11:57, June 25 64 0 theguardian.com

2019-06-25 11:57:06
Ukrainian tycoon can be extradited to US, Austrian court rules

Austria’s highest court has upheld a decision making it possible to extradite the Ukrainian tycoon Dmytro Firtash, paving the way for him to face bribery-related charges in the United States.

Before his 2014 arrest, Firtash wielded significant political influence in Ukraine, where he had made a fortune from deals to import gas from Russia and central Asia and built a business empire worth billions.

He was a close confidant of the former Ukrainian president Viktor Yanukovych, who was ousted in the Maidan revolution in February 2014, and is also a former business partner of Paul Manafort, the Trump campaign manager who has since been jailed for fraud.

A US grand jury indicted the Ukrainian businessman and five others on suspicion of bribing Indian government officials in deals involving supplies of titanium that could have affected the aircraft manufacturer Boeing.

Firtash has denied any wrongdoing in his case and has said the charges against him are politically motivated.

His lawyers have also said the US should not have jurisdiction in the case.
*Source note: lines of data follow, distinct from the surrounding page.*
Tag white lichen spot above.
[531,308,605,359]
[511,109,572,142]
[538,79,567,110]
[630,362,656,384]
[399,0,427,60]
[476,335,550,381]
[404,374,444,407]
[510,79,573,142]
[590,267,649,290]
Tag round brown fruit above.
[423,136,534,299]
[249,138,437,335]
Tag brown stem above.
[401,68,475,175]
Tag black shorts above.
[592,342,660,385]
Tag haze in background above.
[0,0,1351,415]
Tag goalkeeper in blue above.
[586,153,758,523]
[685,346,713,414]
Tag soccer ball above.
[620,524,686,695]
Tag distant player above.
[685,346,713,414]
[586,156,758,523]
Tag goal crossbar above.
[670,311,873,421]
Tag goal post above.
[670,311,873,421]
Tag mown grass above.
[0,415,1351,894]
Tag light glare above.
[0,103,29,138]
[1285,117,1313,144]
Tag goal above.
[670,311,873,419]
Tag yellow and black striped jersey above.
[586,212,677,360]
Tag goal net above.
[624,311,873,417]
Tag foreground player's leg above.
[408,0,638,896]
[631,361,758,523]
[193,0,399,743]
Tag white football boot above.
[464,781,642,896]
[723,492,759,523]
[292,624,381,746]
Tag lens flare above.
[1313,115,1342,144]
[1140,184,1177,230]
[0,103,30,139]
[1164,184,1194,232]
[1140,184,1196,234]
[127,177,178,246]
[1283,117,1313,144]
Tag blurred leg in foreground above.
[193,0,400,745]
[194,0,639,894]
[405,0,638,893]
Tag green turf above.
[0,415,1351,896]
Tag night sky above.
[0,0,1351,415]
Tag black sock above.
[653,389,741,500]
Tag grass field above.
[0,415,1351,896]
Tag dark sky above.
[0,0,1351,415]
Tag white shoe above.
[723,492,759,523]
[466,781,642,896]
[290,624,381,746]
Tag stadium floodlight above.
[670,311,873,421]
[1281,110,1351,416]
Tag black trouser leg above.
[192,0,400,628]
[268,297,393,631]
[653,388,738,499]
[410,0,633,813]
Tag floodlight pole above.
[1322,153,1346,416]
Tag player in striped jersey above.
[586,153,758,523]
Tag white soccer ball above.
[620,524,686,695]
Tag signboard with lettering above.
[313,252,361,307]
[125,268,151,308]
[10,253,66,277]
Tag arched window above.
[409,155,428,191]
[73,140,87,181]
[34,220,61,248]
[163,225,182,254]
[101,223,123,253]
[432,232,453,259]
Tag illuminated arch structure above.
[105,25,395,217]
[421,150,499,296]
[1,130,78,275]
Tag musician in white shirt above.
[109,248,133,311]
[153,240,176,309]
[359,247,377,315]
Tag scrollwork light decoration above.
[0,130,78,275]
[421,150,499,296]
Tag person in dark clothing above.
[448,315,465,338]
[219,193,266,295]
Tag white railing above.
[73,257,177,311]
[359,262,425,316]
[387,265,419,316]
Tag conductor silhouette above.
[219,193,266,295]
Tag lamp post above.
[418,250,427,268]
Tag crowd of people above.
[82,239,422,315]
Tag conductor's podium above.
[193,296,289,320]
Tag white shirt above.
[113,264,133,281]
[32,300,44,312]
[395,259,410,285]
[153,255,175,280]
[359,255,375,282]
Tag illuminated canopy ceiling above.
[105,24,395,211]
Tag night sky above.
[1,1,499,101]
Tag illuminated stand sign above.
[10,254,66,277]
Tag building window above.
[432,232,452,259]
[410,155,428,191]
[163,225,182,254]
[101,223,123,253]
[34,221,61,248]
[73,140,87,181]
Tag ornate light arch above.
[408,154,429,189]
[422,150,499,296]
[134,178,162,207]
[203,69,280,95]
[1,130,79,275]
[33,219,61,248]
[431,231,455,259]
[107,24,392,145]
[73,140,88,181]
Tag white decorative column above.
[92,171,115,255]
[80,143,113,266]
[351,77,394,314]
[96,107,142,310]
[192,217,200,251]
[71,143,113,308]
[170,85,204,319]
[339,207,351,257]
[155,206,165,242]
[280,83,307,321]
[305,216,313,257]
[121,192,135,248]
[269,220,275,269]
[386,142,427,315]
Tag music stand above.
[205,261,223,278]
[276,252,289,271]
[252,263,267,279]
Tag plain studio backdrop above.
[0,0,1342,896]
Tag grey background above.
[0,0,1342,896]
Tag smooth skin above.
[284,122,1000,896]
An Austrian court in 2015 agreed with him, declining a US request for extradition, but that decision was reversed by a higher court in 2017 and upheld in a decision on Tuesday.

“We are disappointed in today’s decision by the Austrian supreme court,” his lawyers said in a statement. “In any event, nothing has changed regarding Mr Firtash’s innocence and the absence of evidence that he is guilty of any crime.”

Austria’s justice minister will make a final decision whether to turn Firtash over to a federal court in Chicago.

Firtash posted a record bail bond of £100m but had been barred from leaving Austria while the extradition case was ongoing.

Firtash’s arrest has largely kept him out of politics in Ukraine since the 2014 revolution and led to speculation that the criminal case against him was politically motivated.

In a 2016 interview with the Guardian, Firtash had denied pushing Russian interests in Ukraine but did say he had called on others to have closer talks with Russia.

“I told everyone we should bring Russia to the table and discuss it all together,” says Firtash. “People say I want to swap democracy for cheap gas – I want to have both. I would like to have European values. But let’s be honest, if we turn one way or the other, we lose a lot. We can’t be without Russia, because for us it’s a huge market. But we don’t want to lose Europe either. Why do we have to choose?”